I spent the rest of my ride next to her lost in a world of summers long ago, when I was a schoolgirl with a long reading list of mandatory titles, required reading before what I hoped would be a vacation from school pressures, but worried about getting through them all before the summer even started. Why was that? Possibly because I was a late reader (many writers are) so always felt reading might be, could be, would probably be a challenge, even though I loved storytelling, both biographical and fictional. And yes, the summer was long enough for me to get through the ten required titles on the school’s list, but it was about as much fun as pulling teeth, right up to the last book I was always plowing through the week before we went back in the fall.
So what was the problem, if I was an enthusiastic though slow reader? And why is there no residual discomfort as an adult reader when the visceral reaction I had to ‘summer reading’ was so unpleasant? Mandatory! That sense of the school’s list being obligatory, compulsory, someone else’s choices rather than my own. It seemed to me that reading was too personal to be a statutory requirement. So how did I get around my allergic reaction to those early lists? As soon as I was free of them, I started making my own lists, desired instead of required, as the year went on, so I’d have my own choices by the time summer days rolled around. And I’ll admit that compiling that list has gotten easier with all the different ways one can choose books online and keep reference selections with the click of a Kindle or other digital offering. Making my own choices to read (or not to read) any book ever published has made all the difference in the way I view ‘summer reading’, and I hope that young woman I once sat next to on the bus has been able to rise above her own complexes about that most maligned of occupations. There are so many choices waiting for me to enjoy this summer, I can’t wait to get started, and I hope some schools are empathetic enough to understand that such a personal choice should be left up to the individual. It certainly would have changed how I viewed that most pleasurable of summer pastimes!
Unlike you my schools never required any readings over the summers.Maybe I would have benefitted had they.

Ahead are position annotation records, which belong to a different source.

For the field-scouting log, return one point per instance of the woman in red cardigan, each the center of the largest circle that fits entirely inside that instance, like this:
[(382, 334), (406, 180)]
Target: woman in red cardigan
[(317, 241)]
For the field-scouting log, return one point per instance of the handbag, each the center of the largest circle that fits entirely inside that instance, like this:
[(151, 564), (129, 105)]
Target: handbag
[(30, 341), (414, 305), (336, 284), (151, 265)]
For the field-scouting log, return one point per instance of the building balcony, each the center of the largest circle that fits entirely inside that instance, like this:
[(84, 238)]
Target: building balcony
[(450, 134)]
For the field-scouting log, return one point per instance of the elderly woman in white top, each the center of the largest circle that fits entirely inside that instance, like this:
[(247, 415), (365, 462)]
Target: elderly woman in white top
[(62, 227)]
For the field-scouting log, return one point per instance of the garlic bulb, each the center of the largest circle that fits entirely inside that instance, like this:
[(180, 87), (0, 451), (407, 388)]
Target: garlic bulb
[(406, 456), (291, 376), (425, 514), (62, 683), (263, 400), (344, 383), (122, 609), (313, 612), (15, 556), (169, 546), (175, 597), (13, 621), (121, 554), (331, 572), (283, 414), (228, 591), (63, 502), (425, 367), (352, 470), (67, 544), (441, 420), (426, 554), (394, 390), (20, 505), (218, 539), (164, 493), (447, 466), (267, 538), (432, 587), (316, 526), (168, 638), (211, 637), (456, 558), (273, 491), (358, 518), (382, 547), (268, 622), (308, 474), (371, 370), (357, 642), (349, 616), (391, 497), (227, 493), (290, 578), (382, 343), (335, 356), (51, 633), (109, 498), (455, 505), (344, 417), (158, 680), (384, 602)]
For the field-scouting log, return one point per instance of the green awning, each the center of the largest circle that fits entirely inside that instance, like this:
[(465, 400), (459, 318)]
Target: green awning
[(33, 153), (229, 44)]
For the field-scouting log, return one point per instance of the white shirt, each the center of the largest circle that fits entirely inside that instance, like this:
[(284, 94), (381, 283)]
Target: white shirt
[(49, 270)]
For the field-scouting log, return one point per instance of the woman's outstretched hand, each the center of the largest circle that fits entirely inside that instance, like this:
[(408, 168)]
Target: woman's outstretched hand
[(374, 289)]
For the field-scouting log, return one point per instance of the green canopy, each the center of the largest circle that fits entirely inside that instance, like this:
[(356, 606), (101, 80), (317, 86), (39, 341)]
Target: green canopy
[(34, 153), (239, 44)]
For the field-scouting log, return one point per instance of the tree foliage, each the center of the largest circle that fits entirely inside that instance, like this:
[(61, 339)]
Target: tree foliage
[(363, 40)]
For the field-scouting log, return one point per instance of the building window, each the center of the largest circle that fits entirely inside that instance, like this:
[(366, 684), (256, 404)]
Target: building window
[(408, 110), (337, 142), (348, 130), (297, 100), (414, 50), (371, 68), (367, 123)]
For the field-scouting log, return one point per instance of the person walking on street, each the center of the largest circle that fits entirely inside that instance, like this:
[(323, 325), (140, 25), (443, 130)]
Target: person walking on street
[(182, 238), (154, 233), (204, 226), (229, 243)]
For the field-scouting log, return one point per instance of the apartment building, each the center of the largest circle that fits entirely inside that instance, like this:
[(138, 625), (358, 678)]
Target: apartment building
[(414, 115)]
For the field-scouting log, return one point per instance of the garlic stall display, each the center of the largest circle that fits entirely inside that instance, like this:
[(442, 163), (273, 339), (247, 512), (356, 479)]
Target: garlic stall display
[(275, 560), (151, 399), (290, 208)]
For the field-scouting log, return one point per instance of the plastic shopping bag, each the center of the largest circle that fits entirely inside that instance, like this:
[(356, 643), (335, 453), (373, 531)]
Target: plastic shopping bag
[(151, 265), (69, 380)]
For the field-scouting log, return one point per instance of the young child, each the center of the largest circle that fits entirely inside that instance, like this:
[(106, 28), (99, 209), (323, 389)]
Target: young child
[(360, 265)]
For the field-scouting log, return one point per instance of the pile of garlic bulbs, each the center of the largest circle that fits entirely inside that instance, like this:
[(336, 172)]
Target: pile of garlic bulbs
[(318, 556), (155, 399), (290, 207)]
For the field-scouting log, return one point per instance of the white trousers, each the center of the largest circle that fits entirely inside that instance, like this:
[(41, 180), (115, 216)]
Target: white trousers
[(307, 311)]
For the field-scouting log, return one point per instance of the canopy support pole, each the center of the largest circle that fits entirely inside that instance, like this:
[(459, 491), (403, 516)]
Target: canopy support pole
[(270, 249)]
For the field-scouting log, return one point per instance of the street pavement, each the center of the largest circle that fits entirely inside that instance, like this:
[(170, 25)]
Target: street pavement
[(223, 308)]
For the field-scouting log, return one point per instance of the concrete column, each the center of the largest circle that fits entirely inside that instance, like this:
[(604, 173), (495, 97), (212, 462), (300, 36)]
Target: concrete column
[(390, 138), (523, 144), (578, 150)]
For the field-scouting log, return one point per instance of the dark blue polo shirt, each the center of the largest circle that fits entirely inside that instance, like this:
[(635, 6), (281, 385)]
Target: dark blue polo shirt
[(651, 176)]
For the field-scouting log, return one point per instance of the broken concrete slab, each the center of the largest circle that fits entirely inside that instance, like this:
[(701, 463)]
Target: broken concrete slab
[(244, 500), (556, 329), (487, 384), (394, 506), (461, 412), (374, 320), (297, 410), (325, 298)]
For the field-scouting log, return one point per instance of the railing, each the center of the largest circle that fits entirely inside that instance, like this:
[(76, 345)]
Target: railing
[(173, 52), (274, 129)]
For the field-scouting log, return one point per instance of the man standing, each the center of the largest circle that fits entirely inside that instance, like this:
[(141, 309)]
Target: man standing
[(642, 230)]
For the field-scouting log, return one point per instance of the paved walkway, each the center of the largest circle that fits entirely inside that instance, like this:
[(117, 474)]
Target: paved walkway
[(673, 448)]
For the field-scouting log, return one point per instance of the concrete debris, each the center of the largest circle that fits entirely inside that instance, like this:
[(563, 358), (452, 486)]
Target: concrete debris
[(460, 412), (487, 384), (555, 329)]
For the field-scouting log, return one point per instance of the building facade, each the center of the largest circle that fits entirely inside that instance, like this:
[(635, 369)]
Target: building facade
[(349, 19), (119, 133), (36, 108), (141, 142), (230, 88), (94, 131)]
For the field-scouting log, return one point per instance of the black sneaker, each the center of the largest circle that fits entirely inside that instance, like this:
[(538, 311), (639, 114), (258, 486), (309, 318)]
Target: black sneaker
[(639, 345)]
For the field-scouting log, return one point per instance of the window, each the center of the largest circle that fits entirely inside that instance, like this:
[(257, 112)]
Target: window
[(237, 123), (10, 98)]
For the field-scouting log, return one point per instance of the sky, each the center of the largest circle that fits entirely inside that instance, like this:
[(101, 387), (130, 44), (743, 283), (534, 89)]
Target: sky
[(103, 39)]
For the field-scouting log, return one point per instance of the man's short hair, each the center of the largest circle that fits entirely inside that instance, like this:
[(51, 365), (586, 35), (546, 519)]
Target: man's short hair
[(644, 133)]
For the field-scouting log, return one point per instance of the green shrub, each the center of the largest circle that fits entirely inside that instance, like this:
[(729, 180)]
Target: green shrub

Your essay trigger my early belief about the the quality of books and needing to read ‘good’ books, until one day my aunt, who was a professional writer, pulled me aside and exclaimed that it didn’t matter what I read, as long as I read. “Don’t be ashamed of reading any kind of book.” Maybe there is something to that. Could it be that just the act of reading a book is enhancing to one’s life whether a dime store novel or War and Peace. Startling that in the land of a belief in free speech one should denigrate a book they enjoy by referring to it as a summer read, as if that means its not important.